The photography collection ranges from 19th century by foreign photographers travelling in India (Henri Cartier-Bressonand studios such as Bourne & Shepherd, Francis Frith & Co) to India’s earliest photographers like Lala Deen Dayal, Sawai Ram Singh and modern and contemporary photographers such as Jyoti Bhatt, Pushpamala N, TS Satyan, Dayanita Singh, Karen Knorr, Gauri Gill, and Raghu Rai.

What is the educational programming at MAP going to look like?

New on the Map

Education in arts and culture is central to our mission, because we believe that everybody can benefit from speaking the language of art. Our education team regularly puts together programmes for people across audiences and ages: we offer workshops for school students, capacity-building for teachers, and host public lectures on a range of topics that are designed for all.
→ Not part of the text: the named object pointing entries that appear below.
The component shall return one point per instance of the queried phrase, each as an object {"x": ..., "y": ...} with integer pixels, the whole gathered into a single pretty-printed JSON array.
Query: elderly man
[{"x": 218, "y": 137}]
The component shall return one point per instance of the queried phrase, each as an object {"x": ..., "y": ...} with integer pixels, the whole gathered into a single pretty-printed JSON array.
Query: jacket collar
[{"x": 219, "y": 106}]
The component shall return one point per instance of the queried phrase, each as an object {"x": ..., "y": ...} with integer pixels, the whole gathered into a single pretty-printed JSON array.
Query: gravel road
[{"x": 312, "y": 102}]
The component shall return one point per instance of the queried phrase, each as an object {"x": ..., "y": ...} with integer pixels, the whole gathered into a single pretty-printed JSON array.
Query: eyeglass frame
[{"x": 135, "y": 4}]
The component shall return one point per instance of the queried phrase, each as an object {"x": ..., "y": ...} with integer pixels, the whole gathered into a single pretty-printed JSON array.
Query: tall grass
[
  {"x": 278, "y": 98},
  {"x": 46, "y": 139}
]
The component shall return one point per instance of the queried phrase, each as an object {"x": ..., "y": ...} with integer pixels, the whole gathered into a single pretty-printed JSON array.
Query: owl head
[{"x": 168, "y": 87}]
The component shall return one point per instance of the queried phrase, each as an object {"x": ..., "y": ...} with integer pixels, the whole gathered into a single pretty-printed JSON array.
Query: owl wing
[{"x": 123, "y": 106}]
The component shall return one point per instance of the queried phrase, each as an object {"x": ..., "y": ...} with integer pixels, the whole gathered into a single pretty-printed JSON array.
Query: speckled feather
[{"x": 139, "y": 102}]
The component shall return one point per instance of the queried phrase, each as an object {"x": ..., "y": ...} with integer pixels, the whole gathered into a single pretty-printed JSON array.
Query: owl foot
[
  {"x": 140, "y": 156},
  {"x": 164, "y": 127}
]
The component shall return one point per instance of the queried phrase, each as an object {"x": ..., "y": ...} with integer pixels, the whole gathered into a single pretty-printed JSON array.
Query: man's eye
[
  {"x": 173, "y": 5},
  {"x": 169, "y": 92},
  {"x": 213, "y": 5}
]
Our programmes seek new ways to interact with the collection highlighting the positive role that art can play in our lives.

We regularly curate workshops, talks and lectures for adult audiences that are delivered by leading cultural figures and practitioners. We also create educational content for serious audiences, for instance our Museums without Borders series which juxtaposes objects from our collection with similar ones in partner institutions to deconstruct specific formal elements of their cultural histories. We have a host of educational tools that are meant to complement the museum experience, like DiscoverMAP or walkthroughs that are curated across the spectrum of familiarity with art.

Similarly, we have always understood the importance of catering art to younger audiences with f initiatives like ArtSparks, hands-on workshops and modules that allow immersion into the technique or stories of artworks that are built specifically to appeal to younger sensibilities. We have developed a summer workshop for children, and a plethora of youth engagements including workshops, dialogues, film screenings, and so on as a part of our collaborations with the British Council UK’s Our Shared Cultural Heritage (OSCH) programme.